Here’s the situation. AdoringHusband and I are often out and about with Miss Zizi, who, by the way, is growing cuter with each passing day. It will happen that we will be at someone’s barbecue, chilling out, and the conversation turns to our fabulous Zara. There will be the whole nanny versus day care question, then asking about how much time I took off after she was born. Yet when people start asking about “my pregnancy with her” and her birth, I do acknowledge that she joined our family through adoption.
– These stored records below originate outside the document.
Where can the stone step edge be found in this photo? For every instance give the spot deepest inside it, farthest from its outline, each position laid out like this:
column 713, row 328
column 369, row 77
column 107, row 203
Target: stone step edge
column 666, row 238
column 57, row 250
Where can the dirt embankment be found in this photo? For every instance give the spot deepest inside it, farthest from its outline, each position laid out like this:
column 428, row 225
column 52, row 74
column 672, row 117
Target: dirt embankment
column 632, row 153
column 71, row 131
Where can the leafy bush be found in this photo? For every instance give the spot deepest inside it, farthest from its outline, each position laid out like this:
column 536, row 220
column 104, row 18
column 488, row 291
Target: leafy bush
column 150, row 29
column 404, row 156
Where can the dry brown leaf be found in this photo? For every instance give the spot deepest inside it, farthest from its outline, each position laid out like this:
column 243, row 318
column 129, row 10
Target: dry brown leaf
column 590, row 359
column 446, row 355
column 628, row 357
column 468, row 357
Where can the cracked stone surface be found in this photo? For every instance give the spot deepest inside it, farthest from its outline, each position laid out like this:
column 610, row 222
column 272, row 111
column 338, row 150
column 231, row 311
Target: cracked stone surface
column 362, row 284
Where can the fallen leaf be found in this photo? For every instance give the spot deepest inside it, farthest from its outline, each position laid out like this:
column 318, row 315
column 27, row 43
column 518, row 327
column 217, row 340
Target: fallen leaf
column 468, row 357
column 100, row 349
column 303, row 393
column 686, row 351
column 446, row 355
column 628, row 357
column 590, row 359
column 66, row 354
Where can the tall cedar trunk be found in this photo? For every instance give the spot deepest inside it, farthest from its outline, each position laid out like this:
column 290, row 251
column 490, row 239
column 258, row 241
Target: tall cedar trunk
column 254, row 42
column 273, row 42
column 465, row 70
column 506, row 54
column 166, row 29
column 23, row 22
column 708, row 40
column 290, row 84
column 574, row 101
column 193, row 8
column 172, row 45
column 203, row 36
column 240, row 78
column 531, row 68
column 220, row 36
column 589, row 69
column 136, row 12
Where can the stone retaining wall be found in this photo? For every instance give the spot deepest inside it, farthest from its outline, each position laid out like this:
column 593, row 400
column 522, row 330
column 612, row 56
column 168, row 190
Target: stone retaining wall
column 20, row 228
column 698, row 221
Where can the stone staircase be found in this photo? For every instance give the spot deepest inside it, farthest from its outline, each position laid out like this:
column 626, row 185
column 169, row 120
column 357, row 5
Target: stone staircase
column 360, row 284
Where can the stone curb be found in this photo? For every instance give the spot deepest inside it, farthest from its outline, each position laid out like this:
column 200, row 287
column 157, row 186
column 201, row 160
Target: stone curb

We aren’t at all ashamed of how she came to us, but I am trying to be mindful, even when she is at an age where she doesn’t understand much language, that her adoption story is hers, and is not for me to be telling everyone in sight. Yet we are thrilled that we chose adoption to build our family. As AH says, she could have come from outer space and it wouldn’t change a thing about how much we adore her. So sometimes we get caught in the tell/don’t tell quandary.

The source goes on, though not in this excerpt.